Peter Atherton
- Atherton in 2026

Personal information
- Date of birth: 6 April 1970 (age 56)
- Place of birth: Wigan, England
- Positions: Defender; midfielder;

Team information
- Current team: Wigan Athletic (assistant coach)

Senior career*
- Years: Team / Apps / (Gls)
- 1988–1991: Wigan Athletic / 149 / (1)
- 1991–1994: Coventry City / 114 / (0)
- 1994–2000: Sheffield Wednesday / 216 / (9)
- 2000–2005: Bradford City / 94 / (3)
- 2001: → Birmingham City (loan) / 10 / (0)
- 2005–2008: Halifax Town / 14 / (0)
- Total:  / 598 / (13)

International career
- 1991: England U21 / 1 / (0)

Managerial career
- 2003: Bradford City (joint caretaker)

= Peter Atherton (footballer) =

English footballer (born 1970)

Peter Atherton (born 6 April 1970) is an English football coach and former professional player. His currently assistant manager of Wigan Athletic.

As a player, he was a defender who notably played in the Premier League for Coventry City, Sheffield Wednesday and Bradford City. Notably, Peter Atherton made the most Premier League appearances of any player in the 1990s, with 293 in total. He also played in the Football League for Wigan Athletic and Birmingham City before finishing his career with non-league Halifax Town. He was capped once at England U21 level.

Since retirement he has worked as assistant manager of Halifax Town before returning to Wigan Athletic as a youth team coach. He was appointed assistant manager of Barrow and later followed manager Ian Evatt to Bolton Wanderers.

==Early life==
Atherton was born in Wigan, Greater Manchester.

== Playing career ==
Most famous for captaining Sheffield Wednesday, Atherton started his career at hometown club Wigan Athletic as a trainee and spent three years there before attracting the attention of Coventry City. Atherton scored his first Premier League goal on 27 November 1994 – a "freakishly spectacular 40-yard" volley for Wednesday in the televised 1-1 draw at Aston Villa. Atherton was lured away from Wednesday by Bradford City after relegation on the Bosman ruling where he also spent a spell on loan at Birmingham City. Birmingham reached the League Cup final, however, Atherton was unable to play as he was cup-tied. After being released by Bradford on a free transfer he finished his career at Halifax Town, where injury forced him to retire from professional football after playing only 14 games for the club, but came out of retirement because of Halifax's injury crisis and was named as a substitute for their home game against Grays Athletic on 16 October 2007.

== Coaching career ==
In June 2007, Atherton was appointed assistant manager of Halifax Town, replacing Wayne Jacobs. He had previously been coaching in Wigan Athletic's youth set-up.

He became assistant manager at Barrow in July 2018.

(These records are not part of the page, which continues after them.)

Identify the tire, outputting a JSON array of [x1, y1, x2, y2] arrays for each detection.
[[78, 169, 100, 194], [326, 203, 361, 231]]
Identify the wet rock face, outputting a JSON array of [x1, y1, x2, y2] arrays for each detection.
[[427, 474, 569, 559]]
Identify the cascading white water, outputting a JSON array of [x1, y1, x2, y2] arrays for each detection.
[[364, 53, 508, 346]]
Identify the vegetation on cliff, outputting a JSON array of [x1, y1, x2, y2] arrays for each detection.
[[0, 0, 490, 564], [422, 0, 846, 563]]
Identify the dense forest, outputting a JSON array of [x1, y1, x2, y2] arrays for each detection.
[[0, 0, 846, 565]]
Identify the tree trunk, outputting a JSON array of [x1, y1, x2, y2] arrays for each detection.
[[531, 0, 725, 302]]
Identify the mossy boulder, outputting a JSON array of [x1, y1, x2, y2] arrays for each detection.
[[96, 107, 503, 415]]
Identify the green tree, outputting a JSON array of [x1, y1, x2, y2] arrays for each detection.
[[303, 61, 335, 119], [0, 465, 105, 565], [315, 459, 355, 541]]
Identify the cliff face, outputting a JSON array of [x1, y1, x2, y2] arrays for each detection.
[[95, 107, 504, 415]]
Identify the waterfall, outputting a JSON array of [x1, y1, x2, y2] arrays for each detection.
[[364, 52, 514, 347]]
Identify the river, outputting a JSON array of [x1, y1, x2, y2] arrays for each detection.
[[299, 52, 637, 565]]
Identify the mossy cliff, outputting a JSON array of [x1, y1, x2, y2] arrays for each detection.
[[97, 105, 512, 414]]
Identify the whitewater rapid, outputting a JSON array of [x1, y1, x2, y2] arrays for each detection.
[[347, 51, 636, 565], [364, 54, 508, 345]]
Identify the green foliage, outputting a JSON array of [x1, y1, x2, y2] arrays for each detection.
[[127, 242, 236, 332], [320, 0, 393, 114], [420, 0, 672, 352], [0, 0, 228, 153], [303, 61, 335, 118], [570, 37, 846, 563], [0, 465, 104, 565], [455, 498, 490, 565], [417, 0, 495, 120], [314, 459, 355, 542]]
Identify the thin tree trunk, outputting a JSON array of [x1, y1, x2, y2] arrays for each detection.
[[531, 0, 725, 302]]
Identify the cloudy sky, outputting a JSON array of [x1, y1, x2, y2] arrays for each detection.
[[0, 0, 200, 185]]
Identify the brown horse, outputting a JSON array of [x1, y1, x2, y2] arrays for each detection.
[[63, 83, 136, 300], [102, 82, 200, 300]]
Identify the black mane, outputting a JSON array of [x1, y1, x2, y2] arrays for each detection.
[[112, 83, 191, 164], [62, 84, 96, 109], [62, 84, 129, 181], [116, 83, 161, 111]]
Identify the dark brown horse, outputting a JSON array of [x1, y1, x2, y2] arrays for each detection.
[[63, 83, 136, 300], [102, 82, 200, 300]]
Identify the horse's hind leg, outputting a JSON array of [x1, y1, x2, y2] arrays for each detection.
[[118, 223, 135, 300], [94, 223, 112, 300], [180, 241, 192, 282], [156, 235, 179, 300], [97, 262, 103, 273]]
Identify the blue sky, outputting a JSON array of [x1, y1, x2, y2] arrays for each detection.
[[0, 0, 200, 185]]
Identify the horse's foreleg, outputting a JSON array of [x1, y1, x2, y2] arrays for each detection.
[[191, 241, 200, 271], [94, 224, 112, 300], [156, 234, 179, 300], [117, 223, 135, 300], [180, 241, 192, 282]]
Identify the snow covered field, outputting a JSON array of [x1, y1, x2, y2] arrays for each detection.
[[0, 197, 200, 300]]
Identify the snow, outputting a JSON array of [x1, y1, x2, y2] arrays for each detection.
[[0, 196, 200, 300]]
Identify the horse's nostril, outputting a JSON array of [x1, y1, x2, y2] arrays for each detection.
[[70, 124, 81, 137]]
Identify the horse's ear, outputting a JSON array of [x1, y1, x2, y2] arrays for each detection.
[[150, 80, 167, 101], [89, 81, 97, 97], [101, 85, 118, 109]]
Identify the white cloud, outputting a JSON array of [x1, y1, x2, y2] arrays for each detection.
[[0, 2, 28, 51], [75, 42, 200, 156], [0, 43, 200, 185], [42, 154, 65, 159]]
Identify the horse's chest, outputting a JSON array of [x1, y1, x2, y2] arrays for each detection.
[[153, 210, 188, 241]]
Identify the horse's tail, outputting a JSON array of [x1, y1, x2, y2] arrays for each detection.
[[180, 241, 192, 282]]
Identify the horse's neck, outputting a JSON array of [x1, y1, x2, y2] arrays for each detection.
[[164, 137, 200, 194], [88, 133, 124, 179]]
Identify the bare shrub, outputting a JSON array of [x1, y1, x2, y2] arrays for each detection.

On 1 July 2020, he was appointed as the assistant head coach of Bolton Wanderers, following Barrow head coach Ian Evatt to the University of Bolton Stadium. After the departure of Director of football Tobias Phoenix on 11 December Atherton's role was changed from Assistant head coach to assistant manager. On 22 January 2025, Evatt left by mutual consent — with Atherton leaving his role as well.

In February 2026, he became an assistant coach at Wigan Athletic.